Я сделалась известной, Сильвио, скажем прямо – знаменитой, знаменитее Радамеса, и при виде меня округлялись глаза и рты у прохожих, в магазинах мне, узнавая меня, накладывали с подобострастной улыбочкой немыслимую гору снеди, тряпок, безделок, бумажек и фантиков, всего, чем кичится никчемная человеческая жизнь. Режиссеры снимали меня в бестолковых радужных фильмах. И художники, да, художники писали мои портреты, и этот художничек тощенький, глазного зуба нету, дырка во рту, тоже туда же, взялся за мой портрет, – ну и написал.
Ну и написал!
Нищий, что ли, был совсем? Нечего есть было?
Я не то чтобы купалась в роскоши – студия моя была обставлена скромно, рояль в углу, компьютер на виду, ксероксы, факсы, – но зато по стенам висели мои портреты, много портретов, хороших и разных, и в неглиже, и в соломенных шляпах, и в концертных, до полу, платьях с блестками, и в серых отрепьях – как воспоминание или же как предчувствие, – и художникам я платила от души, зная, как они всегда любят пожрать и покурить… покурить. Погоди, я закурю. Отдохни немного. Не читай. Дай затянусь. Дай немного поплачу.
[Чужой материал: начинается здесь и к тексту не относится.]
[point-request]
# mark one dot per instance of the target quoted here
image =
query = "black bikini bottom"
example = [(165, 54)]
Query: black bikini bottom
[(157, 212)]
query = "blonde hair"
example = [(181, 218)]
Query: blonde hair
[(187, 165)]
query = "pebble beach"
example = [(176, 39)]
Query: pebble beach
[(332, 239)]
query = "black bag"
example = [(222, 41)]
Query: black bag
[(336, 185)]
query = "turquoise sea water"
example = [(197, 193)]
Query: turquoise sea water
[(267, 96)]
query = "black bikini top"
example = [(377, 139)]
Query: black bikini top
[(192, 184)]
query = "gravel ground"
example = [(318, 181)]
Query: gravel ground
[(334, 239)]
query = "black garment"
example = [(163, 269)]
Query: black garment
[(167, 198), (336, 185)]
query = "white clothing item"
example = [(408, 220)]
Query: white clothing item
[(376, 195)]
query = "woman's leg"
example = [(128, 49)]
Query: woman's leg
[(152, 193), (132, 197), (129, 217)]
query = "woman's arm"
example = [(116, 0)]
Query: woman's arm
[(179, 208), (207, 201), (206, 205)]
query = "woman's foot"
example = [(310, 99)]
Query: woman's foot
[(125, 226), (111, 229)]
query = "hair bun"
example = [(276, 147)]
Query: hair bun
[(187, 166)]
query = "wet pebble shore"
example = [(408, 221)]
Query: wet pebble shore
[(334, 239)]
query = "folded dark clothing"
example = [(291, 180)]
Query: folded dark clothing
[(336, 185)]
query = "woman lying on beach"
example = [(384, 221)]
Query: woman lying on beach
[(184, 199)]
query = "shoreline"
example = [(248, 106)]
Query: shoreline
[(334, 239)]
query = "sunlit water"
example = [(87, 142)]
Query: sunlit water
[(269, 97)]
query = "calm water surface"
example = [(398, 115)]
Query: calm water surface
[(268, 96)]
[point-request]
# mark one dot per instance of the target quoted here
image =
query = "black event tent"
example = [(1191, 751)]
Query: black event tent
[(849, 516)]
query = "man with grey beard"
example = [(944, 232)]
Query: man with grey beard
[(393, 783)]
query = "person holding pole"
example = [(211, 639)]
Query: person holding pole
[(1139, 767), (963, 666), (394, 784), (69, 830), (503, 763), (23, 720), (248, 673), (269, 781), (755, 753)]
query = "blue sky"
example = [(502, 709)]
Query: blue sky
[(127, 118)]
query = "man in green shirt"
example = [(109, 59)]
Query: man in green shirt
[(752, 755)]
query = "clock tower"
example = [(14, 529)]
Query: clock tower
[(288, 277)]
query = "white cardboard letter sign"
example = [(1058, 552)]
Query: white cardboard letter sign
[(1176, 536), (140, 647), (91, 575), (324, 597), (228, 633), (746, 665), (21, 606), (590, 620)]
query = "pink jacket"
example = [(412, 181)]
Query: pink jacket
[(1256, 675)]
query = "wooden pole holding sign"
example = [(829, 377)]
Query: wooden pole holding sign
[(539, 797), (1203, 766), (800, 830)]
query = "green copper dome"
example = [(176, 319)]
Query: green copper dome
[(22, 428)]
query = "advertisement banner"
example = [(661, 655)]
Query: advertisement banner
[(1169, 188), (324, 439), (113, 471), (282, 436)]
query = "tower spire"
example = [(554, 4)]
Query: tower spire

…и этому художничку, беззубому, я заплатила. Авансом. Он сперва отшатнулся. "Куда столько!.. Я ума лишусь, если ночью вдруг на эту кучу денег погляжу". Он зажал руками уши от моего ослепительного хохота. "Это задаток! Пишите, пишите!.. Раскладывайте ваши красочки!.." Он стал раскладывать красочки, кисточки и палитрочки, ухмыляясь в мою сторону, прямо на меня, беззубенькой своею мордочкой. Я осклабилась ответно и подумала: "Ну и пес".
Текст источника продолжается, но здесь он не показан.